How do I add an SSL certificate to a django nanode?

I have my nanode with django already set up, added a domain name to it, and i would like to know how i could add an SSL certificate (preferrably by Let's Encrypt) to it, so that i can use https instead of http. Any help would be appreciated.

4 Replies

Thank you @stevewi, but the django installation was done through the linode marketplace. Certbot installation instructions require me to know two things: The hosting software, (apache, nginx or other) and the operating system.
All i got to choose while setting up a server with linode was the operating system (for which i chose debian 10), but it never asked me to install any web server application. So I would assume it's not running any except the default django "runserver" command.

Does that mean I can't install certbot on the marketplace version of django? And if it does, does that mean i can't use the marketplace version of django for a "real" django site?
Because at the very least i would expect to be able to run a site that people can actually open, rather than greet them with a "this site is not secure" message.

I wrote up instructions for adding HTTPS to your Django application a few weeks back. I explain how to use Nginx as a reverse proxy to serve your Django app securely.

You can find them here.

Does that mean I can't install certbot on the marketplace version of django?

I don't know squat about django…and even less about the marketplace. However, the answer to your question is "no".

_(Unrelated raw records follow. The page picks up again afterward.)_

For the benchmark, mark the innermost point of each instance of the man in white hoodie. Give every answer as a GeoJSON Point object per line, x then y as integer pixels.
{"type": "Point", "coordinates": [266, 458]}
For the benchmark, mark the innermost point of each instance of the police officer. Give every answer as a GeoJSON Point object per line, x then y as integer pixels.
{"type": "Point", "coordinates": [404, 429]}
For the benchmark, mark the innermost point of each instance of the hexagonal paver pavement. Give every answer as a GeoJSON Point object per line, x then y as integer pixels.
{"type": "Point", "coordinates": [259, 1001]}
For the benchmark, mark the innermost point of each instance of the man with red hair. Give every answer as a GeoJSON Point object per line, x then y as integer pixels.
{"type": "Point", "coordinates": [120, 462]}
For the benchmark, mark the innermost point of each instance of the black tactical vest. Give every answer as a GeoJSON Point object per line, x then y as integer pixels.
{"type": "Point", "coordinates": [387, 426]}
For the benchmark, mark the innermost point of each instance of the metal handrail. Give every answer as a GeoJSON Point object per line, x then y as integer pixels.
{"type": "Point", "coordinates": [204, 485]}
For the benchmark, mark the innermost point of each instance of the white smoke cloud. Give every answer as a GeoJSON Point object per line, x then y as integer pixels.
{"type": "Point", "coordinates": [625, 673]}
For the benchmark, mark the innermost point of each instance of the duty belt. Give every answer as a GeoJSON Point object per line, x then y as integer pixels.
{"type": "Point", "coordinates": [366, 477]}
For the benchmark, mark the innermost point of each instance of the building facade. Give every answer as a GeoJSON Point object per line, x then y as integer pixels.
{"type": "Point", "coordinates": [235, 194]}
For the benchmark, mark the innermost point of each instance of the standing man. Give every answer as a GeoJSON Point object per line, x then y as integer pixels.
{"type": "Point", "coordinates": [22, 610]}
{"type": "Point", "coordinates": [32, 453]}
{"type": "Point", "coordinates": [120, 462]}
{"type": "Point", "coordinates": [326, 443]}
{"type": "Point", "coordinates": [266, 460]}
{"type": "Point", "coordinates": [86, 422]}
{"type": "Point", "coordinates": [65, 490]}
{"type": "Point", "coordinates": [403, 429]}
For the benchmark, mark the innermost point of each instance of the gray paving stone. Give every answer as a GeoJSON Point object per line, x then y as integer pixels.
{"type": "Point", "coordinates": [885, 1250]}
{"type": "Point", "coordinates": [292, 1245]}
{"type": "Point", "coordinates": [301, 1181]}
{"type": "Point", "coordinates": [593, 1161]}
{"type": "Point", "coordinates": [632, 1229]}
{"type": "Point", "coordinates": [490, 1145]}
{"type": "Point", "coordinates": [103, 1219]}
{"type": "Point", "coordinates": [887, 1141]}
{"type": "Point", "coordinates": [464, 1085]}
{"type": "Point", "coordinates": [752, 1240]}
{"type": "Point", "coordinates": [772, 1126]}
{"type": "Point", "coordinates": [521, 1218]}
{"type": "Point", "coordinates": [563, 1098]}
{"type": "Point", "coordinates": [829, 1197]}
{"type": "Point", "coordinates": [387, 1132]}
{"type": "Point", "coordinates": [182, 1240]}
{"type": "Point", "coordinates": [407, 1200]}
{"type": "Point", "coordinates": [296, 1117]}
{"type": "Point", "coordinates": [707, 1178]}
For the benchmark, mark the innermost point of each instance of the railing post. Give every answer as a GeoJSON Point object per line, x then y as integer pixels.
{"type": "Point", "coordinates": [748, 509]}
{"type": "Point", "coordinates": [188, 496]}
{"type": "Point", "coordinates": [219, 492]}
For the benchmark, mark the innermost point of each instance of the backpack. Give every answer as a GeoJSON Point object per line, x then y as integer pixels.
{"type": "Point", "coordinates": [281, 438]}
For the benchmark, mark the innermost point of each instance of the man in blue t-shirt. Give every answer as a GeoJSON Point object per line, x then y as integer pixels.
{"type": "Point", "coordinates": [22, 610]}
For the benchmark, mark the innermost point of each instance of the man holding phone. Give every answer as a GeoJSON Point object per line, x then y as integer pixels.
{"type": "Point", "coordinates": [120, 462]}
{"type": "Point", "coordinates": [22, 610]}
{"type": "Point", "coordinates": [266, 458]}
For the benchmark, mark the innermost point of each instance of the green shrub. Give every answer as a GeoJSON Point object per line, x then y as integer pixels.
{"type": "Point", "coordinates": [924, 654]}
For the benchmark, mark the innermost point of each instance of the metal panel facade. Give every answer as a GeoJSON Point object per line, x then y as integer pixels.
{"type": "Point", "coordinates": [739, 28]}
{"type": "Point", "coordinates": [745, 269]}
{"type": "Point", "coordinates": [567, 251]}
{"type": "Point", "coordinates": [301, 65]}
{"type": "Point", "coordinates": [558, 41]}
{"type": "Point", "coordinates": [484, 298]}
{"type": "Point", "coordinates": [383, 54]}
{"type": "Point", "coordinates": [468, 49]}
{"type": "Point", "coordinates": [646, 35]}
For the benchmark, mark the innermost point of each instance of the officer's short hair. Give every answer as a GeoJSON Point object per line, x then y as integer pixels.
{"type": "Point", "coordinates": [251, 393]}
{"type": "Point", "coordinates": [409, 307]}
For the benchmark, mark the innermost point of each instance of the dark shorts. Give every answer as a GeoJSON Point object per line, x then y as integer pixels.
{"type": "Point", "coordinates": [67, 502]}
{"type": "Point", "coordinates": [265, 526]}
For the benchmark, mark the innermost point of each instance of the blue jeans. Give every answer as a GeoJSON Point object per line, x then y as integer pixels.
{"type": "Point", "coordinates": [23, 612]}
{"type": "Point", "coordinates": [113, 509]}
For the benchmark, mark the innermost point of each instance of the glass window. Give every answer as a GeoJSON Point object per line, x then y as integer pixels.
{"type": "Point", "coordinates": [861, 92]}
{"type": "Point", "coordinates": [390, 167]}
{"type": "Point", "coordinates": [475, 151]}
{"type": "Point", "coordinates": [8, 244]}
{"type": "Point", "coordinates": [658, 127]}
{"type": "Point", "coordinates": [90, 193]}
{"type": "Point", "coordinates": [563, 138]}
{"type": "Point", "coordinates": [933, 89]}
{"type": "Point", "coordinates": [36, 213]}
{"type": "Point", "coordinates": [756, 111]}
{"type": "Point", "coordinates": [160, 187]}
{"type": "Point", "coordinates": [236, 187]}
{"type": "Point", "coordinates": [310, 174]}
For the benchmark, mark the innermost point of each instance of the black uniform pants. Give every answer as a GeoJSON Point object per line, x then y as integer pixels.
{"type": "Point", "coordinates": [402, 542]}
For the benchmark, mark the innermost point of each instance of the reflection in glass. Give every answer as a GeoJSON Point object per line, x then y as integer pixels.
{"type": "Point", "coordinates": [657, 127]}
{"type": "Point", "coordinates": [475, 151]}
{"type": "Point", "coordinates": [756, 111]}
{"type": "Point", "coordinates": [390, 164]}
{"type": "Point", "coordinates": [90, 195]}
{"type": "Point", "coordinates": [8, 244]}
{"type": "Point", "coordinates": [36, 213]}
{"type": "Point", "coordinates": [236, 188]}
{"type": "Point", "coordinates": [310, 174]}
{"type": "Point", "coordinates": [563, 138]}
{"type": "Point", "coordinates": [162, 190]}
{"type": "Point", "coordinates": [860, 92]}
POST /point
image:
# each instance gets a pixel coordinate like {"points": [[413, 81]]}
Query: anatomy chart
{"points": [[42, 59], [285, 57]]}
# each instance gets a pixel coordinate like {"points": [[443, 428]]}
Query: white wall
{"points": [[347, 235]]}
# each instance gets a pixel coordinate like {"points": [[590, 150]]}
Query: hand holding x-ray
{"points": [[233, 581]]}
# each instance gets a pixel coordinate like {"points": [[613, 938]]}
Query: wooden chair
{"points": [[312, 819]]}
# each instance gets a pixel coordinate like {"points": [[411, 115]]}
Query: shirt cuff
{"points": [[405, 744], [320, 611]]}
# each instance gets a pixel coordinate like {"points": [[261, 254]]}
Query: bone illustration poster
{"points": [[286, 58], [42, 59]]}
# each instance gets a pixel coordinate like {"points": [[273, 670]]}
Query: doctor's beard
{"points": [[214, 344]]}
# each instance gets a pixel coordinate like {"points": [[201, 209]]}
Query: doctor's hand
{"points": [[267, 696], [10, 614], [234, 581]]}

That being said, django is a web framework…not a web server. Underneath your django app is a web server. certbot can still acquire a cert for you without the services of a web server but you have to manually give it the authentication information for your domain, etc that it would normally acquire from a web server.

However, you're ultimately going to need to know the OS and the web server type to deploy the cert…so it would be worth your while to acquire that information. It's probably easier to do that and use it at https://certbot.eff.org than to try to acquire your cert manually (trust me on this).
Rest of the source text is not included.